19. 140 multipart/alternative text/html
Apparently email formatting is like politics: it's all about offering the illusion of choice.
20. 140 multipart/mixed text/plain attachment(s) text/plain
Seems to be messages with attachments forwarded to a mailing list, which adds its plain text footer.
21. 130 multipart/mixed multipart/signed text/plain attachment(s) text/plain
One of my mailing list correspondents digitally signs emails. (A digital signature is a cryptographic hash of the email content that [presumably] can't be faked, so you know the message really came from the sender.) The text/plain part is the email message, the attachment is the digital signature, and the mailing list wraps it in multipart/mixed and adds a footer.
22. 130 multipart/mixed multipart/related multipart/alternative text/plain text/html image(s) attachment(s)
If you can figure out what's going on here, you've passed Bo's MIME academy with flying colors. So to speak.
The other kind of Content-Type that occassionally showed up but we haven't discussed is message/rfc822. This is its own entire message format which is apparently similar to MIME, but different for historical reasons I don't understand. It can appear as a part of a larger MIME file. Anyway, emails with this kind of message in them, in my dataset, tended to be from mailing list software to me, as the moderator of the list, asking me to approve posts to the list. I'm tempted to generalize this and say that most rfc822 messages are automated emails of some type, but I don't know.
The above structures represented a bit over 98% of my emails, but there's a fairly long tail, with over 100 different kinds of structures.
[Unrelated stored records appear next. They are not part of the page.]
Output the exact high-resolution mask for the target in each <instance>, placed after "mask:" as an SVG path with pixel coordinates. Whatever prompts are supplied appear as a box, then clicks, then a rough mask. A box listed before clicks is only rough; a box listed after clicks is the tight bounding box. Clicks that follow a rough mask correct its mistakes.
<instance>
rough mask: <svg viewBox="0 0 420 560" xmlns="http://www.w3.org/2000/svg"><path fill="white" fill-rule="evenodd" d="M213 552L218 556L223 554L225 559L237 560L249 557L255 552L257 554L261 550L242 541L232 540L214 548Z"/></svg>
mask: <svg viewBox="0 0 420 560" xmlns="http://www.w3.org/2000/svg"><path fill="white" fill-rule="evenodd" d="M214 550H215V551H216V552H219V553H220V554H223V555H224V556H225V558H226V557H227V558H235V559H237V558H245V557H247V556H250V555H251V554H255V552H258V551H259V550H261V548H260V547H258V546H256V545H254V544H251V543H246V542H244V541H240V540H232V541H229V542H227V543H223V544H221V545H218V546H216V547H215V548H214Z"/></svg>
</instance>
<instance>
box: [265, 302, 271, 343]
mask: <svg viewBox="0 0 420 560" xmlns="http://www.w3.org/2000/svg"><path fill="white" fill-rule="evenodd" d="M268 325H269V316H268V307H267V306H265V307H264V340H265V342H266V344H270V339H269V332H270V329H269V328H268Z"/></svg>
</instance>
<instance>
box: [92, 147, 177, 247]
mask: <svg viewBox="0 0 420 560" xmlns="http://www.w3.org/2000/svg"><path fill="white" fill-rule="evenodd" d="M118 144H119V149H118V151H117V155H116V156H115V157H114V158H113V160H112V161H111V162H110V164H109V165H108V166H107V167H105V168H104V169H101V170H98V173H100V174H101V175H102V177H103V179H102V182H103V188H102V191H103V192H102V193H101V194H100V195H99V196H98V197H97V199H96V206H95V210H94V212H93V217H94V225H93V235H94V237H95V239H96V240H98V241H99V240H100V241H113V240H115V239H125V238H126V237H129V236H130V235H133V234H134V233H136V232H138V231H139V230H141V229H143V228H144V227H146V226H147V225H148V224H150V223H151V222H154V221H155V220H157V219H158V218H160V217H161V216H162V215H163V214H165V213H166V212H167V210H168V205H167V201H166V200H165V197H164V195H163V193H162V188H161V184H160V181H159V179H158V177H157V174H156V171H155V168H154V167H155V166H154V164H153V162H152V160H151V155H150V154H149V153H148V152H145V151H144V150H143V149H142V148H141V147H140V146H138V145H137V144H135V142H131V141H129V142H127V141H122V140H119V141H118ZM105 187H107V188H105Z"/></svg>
Of course, it reveals to my shame that I don't send or receive encrypted emails, but we all have areas to improve.
I would guess that the above is quite representative in the sense that, if you understand the structures above, most email structures you see will not surprise you too much. (Though I have nothing at all on which to base that claim.) However, the actual frequencies that an individual person will see probably varies greatly, mostly depending on the kinds of mailing lists and automated email sources they're subscribed to which can end up dominating the absolute numbers.